In the early nineties, a group of disaffected and fiercely political young men from the Welsh valleys exploded onto a British music scene still in thrall to rave and acid house. With their early singles Motown Junk, You Love Us and Stay Beautiful the Manics reminded us at a moment of great hedonistic indulgence that pop is an instrument to provoke and destabilise.
It was the legendary photographer Kevin Cummins who captured James, Sean, Richie and Nicky in their most uncompromising, glam-fixated early years. (Title) is a unique record of a band on a mission to reclaim rock n roll through literature, image and thrilling guitar pop. Working at the NME and already famous for his association with the classic images of Joy Division, The Smiths and Stone Roses, Cummins was the ideal photographer to capture the essence of a band who understood and manipulated androgynous and decadent imagery.
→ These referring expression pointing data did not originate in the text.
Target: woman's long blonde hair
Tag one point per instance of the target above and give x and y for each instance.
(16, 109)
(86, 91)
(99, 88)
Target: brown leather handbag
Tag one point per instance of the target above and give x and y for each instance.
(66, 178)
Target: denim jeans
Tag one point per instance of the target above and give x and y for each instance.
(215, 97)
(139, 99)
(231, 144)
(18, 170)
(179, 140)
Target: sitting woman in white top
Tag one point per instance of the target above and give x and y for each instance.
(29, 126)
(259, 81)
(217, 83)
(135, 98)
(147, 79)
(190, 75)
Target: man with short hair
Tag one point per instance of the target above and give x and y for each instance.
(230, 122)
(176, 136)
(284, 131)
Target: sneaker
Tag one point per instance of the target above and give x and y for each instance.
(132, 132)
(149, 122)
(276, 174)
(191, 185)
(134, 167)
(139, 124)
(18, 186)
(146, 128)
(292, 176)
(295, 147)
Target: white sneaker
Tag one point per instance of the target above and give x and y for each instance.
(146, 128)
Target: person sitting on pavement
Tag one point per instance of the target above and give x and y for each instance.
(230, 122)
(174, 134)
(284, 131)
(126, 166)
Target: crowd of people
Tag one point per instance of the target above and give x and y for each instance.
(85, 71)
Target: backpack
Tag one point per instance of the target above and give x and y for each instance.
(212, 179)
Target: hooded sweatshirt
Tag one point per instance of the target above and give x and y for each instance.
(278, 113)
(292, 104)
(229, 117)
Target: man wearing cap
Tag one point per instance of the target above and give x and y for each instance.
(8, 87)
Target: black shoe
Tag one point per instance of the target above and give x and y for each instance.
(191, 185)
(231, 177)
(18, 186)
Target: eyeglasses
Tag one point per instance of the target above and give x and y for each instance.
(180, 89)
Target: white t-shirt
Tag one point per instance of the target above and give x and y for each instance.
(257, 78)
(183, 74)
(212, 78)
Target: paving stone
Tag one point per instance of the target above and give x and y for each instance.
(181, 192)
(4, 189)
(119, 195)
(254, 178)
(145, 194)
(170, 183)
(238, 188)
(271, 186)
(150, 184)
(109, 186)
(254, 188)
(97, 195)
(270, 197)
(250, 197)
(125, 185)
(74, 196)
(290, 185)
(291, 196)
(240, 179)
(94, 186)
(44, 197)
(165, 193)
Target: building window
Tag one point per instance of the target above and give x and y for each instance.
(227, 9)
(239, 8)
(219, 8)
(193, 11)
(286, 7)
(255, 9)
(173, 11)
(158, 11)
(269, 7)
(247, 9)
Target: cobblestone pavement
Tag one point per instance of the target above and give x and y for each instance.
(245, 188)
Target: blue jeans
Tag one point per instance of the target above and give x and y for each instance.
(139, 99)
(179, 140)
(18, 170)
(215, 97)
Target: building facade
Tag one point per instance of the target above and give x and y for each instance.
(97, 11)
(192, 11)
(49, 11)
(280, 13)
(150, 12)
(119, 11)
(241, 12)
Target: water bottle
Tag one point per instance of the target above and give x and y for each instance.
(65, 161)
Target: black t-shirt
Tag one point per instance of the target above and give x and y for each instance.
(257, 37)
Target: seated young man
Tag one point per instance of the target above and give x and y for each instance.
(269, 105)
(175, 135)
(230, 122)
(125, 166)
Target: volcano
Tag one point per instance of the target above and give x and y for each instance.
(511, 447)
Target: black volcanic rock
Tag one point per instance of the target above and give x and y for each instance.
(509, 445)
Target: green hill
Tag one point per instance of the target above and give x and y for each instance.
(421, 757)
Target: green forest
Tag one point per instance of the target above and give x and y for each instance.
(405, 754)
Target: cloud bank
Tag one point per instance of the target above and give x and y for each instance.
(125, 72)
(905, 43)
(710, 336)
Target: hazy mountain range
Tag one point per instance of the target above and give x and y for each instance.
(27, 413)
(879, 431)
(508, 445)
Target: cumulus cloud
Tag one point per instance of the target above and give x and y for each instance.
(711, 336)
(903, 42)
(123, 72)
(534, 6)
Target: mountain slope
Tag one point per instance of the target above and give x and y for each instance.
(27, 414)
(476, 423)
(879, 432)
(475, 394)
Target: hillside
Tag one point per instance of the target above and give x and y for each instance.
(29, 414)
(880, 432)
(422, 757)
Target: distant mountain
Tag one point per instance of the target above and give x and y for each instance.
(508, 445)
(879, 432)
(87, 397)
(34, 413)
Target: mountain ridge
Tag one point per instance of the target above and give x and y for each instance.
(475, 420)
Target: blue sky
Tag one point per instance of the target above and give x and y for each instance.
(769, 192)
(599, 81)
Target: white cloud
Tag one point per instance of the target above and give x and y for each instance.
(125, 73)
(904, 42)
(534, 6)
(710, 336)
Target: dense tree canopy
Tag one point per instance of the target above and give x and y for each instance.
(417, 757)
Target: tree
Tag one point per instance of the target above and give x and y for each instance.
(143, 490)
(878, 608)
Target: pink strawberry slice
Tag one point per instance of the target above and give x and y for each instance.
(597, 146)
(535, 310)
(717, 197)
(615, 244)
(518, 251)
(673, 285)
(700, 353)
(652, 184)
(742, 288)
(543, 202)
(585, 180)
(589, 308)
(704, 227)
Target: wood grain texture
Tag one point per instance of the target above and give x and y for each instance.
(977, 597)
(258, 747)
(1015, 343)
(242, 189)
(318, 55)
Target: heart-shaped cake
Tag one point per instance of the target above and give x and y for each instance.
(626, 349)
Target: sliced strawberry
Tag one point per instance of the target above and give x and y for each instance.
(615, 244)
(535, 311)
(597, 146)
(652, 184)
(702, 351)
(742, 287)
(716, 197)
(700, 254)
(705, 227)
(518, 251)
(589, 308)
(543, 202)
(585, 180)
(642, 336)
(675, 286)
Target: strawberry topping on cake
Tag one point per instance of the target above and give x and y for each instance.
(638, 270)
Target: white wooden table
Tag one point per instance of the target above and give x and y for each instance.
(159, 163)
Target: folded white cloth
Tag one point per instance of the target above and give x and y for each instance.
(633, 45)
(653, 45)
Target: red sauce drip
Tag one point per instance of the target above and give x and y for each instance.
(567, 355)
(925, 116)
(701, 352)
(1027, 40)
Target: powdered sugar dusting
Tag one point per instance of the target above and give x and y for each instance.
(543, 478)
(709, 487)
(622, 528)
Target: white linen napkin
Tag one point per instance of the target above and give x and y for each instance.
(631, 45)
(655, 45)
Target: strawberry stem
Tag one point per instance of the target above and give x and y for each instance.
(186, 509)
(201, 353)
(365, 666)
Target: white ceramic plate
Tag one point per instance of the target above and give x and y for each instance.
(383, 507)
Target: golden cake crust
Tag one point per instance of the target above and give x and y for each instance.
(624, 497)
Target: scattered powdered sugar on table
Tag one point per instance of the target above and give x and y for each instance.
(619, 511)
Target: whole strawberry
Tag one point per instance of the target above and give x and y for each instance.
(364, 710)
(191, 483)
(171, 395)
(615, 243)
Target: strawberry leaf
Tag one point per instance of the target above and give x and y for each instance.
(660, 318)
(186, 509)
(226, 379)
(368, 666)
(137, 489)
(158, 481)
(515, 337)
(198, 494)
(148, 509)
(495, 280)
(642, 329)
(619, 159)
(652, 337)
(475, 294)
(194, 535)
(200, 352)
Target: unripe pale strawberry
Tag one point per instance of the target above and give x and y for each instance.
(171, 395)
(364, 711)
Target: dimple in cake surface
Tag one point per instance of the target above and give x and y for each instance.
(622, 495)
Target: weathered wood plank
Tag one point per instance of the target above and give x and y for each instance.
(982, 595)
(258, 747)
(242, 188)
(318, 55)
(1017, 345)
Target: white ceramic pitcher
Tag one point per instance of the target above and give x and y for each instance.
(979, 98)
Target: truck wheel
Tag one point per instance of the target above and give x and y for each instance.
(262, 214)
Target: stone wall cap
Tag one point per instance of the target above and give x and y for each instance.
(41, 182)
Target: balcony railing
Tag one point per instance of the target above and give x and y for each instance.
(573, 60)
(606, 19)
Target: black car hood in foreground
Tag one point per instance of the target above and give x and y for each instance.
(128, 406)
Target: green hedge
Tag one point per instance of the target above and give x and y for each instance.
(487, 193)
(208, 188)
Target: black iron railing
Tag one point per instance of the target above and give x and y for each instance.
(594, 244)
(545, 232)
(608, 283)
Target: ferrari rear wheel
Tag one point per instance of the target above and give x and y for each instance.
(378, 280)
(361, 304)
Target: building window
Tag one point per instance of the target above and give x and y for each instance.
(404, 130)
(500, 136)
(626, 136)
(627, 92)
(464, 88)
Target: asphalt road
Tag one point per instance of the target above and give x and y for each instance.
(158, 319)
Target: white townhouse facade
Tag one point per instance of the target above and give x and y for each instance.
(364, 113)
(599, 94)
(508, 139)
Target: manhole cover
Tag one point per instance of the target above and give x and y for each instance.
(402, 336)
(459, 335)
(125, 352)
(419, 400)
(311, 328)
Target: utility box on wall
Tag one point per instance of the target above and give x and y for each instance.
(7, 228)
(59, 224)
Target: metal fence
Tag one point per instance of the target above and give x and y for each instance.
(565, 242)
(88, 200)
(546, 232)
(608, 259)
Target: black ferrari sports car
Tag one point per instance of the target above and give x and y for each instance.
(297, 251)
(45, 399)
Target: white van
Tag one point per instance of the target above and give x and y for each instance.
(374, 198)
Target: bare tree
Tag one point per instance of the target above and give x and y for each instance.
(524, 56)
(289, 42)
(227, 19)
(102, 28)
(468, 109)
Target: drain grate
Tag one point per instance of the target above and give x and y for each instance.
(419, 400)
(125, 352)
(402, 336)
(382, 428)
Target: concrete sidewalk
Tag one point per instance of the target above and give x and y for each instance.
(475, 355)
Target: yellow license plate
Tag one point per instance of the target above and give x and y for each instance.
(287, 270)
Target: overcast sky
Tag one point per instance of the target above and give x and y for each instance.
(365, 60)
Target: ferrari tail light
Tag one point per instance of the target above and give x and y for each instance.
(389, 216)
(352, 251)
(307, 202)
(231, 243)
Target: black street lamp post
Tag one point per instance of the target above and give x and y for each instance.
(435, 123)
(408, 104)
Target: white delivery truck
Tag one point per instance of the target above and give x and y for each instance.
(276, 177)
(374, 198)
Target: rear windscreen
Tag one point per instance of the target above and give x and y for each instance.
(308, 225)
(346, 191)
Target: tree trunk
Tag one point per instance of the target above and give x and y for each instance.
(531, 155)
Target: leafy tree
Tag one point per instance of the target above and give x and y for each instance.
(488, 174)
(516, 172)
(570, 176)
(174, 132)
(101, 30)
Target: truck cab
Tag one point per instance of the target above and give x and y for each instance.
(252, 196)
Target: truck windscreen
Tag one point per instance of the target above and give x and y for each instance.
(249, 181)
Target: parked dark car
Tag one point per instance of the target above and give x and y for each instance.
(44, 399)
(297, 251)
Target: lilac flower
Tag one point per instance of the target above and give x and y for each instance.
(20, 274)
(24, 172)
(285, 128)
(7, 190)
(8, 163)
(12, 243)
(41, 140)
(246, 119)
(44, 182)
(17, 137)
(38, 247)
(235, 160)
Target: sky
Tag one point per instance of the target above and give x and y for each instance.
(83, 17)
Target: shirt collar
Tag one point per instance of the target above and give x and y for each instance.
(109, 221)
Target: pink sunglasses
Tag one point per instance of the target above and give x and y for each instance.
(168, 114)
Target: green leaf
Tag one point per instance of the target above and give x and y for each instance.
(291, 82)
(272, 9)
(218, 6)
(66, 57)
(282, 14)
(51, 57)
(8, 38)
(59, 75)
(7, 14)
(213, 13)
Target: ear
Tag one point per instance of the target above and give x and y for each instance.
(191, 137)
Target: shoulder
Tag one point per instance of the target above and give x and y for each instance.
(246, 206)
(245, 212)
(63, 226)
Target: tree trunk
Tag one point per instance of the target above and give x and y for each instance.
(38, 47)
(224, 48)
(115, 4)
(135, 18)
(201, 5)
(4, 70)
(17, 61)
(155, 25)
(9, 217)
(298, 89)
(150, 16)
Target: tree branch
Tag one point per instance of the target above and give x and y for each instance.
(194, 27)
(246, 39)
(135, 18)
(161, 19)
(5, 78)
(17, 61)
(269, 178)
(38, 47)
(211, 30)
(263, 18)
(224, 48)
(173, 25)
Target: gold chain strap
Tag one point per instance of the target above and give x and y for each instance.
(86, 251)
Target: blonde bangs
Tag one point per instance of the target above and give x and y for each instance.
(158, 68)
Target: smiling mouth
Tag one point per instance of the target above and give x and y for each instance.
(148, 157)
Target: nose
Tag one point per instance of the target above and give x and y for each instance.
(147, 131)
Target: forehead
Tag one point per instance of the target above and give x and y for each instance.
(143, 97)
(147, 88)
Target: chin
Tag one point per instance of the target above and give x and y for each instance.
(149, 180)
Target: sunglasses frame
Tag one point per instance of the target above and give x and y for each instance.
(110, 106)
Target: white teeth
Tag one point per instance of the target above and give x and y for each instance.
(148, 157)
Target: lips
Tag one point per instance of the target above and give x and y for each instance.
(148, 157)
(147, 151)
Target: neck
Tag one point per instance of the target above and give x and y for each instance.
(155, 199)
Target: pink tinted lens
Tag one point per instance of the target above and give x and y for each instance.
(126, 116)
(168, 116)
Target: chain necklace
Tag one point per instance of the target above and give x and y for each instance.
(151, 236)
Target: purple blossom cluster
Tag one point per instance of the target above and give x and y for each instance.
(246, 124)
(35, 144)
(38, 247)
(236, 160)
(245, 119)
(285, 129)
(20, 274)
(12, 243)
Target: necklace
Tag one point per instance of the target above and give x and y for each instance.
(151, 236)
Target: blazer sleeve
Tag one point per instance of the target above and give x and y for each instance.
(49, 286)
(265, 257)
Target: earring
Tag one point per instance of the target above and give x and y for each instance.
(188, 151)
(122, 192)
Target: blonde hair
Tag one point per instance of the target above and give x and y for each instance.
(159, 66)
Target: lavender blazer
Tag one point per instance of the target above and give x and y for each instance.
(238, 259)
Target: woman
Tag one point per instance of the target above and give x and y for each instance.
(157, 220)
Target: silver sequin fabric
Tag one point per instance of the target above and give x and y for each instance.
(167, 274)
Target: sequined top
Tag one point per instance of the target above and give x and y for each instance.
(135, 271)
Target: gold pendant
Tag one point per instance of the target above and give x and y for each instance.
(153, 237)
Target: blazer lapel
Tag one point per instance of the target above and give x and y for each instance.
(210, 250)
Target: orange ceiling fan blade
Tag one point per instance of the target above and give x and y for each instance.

These photographs document the period just before the release of Generation Terrorists (1992) up to Holy Bible (1995) and the subsequent disappearance of guitarist and lyricist, Richie Edwards.
A revealing mix of studio shots and never-seen-before behind the scenes photographs of a band at arguably their creative zenith, (title) is the ultimate portrait of one of the last great British rock’n’roll bands.